The transition from activist to candidate has been nudged along by new liberal grassroots organizations like Indivisible and Swing Left that formed after the 2016 election. The groups are targeting vulnerable House Republicans in 2018, and organize local chapters to boost grassroots support for Democratic candidates. Many of the local chapters are run by women, which has also led to more interest in running for state and local offices.
The Democratic Party is also working to rebuild the party at the ground level. In July, Democratic National Committee Chairman Tom Perez launched the State Party Innovation Fund, which incentivizes state parties to compete for DNC funding. Both Hillary Shields and Faith Chikwekwe are running for a seat in their state's legislatures, and both have gone from being activists to candidates in the months since Trump entered the White House.
Shields, who had her first taste of politics as a founding member of the Kansas City, Missouri Indivisible chapter, said she "never wanted to be a politician."
Nonetheless, in July she announced she was running for a seat in the Missouri state senate, a culmination of events following the 2016 election. Trump's win was a "wake up call" to become a more engaged and active voter, Shields said in an interview.
Chikwekwe is challenging a five-term GOP incumbent in the Georgia state House who has run unopposed in the past three elections.
"We live in a democratic nation," Chikwekwe said. "If we're gonna say we're providing democracy for the people, then we need to give the people of my district a choice of who represents them at the ballot box."
Amanda Litman, the co-founder of Run for Something, a group that recruits young progressive candidates, said Democrats just need to look across the aisle to see how important it is to run and support down-ballot candidates.
"The Republican party has invested a lot of money recruiting and supporting local races and you can see the fruits of their labor now," Litman said.
But if Republicans are nervous about the potential backlash to Trump and his history — both before and since he became president — of offensive behavior towards women, they aren't yet showing it.
Jesse Hunt, the press secretary for the National Republican Congressional Committee, said there was no shortage of conservative women seeking office in the 2018 midterm elections. There are "quite a few [Republican] women who are looking to run this cycle or have already announced," Hunt said in a phone interview.
Despite the high level of interest in politics from Democratic women across the country, there is no guarantee that the early energy will translate into electoral success next year.

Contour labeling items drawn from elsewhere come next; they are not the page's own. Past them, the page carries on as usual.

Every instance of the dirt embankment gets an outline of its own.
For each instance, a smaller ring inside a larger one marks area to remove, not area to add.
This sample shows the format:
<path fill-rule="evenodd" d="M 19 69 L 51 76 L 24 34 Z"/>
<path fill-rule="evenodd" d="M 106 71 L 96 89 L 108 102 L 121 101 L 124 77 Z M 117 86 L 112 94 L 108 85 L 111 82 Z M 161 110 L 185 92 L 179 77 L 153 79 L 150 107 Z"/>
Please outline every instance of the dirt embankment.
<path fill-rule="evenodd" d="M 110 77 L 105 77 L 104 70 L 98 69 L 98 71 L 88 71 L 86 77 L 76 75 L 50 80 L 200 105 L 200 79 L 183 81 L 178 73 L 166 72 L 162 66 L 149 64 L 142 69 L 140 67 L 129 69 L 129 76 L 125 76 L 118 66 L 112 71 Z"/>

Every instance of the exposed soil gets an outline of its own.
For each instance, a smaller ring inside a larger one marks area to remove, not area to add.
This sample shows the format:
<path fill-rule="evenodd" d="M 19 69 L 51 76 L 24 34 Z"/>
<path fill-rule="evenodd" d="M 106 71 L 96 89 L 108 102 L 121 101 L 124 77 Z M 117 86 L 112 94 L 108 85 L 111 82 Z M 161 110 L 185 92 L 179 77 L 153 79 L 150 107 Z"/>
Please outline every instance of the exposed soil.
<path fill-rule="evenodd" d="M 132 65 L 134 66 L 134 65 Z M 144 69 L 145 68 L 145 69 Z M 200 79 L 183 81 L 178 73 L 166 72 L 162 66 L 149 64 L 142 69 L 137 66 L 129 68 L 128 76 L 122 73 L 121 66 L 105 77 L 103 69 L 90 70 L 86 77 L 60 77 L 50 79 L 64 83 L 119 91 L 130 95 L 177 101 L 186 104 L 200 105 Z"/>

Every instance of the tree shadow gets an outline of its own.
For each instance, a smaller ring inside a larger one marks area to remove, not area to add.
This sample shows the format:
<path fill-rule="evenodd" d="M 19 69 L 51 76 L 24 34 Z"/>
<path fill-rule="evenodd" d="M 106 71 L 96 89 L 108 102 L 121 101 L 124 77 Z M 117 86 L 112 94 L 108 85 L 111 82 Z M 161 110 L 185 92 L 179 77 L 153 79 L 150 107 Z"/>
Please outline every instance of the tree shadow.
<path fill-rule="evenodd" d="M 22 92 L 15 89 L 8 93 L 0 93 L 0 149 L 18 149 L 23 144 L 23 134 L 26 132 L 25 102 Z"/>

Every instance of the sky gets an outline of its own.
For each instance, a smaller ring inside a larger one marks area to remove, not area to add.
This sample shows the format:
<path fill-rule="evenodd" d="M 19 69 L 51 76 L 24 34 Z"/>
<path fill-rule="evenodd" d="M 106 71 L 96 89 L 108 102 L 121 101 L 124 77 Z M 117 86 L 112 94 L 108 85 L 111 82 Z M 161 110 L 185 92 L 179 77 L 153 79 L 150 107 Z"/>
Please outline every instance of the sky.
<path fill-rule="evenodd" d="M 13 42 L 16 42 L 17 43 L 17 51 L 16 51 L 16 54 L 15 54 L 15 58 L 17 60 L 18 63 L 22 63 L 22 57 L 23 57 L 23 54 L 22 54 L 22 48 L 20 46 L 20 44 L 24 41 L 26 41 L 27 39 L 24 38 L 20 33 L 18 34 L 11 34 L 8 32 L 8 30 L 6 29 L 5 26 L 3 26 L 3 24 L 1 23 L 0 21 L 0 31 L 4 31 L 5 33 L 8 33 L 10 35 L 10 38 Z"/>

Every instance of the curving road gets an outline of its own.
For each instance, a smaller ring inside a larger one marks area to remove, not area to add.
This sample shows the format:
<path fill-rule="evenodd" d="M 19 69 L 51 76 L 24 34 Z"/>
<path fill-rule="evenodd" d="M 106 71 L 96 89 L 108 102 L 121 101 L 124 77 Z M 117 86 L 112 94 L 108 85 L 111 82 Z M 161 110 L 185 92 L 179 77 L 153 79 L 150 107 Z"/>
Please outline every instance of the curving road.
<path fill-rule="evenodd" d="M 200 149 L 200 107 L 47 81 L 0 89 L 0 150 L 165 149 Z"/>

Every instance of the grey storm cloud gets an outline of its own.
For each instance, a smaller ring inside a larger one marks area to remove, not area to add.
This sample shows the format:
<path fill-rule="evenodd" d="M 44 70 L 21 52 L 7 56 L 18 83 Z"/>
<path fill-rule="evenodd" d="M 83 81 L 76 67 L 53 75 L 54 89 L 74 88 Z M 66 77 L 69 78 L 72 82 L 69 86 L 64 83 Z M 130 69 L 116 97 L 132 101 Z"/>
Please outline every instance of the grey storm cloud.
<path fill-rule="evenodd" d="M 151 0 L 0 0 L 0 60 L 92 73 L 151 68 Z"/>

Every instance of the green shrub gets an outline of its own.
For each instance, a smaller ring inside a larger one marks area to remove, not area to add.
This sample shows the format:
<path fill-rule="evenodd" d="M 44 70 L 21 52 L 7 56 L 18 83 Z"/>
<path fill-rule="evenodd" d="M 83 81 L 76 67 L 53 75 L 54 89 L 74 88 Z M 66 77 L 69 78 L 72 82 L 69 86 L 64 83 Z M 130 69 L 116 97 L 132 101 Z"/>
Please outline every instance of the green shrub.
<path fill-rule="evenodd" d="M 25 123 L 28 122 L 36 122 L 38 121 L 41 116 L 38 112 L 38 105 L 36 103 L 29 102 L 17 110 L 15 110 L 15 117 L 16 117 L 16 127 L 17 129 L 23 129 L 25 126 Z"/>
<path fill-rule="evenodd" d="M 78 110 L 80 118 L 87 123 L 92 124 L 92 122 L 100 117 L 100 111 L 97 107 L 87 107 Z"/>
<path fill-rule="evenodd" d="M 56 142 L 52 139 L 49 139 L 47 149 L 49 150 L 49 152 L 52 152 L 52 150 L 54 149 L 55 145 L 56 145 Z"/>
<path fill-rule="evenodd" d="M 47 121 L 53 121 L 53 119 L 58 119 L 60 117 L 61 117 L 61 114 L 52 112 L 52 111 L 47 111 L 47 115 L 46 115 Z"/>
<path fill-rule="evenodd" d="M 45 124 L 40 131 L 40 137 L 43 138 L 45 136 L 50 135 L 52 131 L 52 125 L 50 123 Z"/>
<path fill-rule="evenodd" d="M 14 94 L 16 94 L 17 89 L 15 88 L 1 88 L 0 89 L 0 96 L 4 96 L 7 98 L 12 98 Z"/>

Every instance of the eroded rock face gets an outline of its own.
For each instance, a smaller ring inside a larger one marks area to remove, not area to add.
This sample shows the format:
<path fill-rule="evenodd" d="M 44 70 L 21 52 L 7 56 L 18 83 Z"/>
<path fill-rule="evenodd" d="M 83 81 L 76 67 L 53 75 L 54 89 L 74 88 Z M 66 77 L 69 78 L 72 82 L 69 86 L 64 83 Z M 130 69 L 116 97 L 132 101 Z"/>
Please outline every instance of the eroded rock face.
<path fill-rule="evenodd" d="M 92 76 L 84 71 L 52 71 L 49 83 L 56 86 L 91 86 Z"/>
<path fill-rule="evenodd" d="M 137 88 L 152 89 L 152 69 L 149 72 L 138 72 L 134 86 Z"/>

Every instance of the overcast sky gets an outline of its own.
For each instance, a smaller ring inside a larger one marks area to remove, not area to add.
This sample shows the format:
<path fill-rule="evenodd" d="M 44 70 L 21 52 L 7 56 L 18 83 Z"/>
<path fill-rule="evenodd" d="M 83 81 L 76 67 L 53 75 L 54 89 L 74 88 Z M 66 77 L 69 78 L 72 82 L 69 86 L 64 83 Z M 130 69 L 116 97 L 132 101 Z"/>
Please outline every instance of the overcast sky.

Still, some observers drew a parallel between next year's election and 1992, when scores of women like now-Sens. Patty Murray, D-Wash., and Dianne Feinstein, D-Calif., ran for office for the first time. At the time, some were motivated in part by the way the all-male Senate Judiciary committee treated Anita Hill when she testified against Clarence Thomas' Supreme Court nomination. In all, four Democratic women were elected to the U.S. Senate that year, and 1992 became known as "The Year of the Woman."
Now, 25 years later, there are 84 women in the House and 21 in the Senate, according to Rutgers University's Center for American Women and Politics. In 2002, 13 women served in the Senate, and 56 in the House.
It remains to be seen if, thanks in large part to Trump, that number will increase in 2018.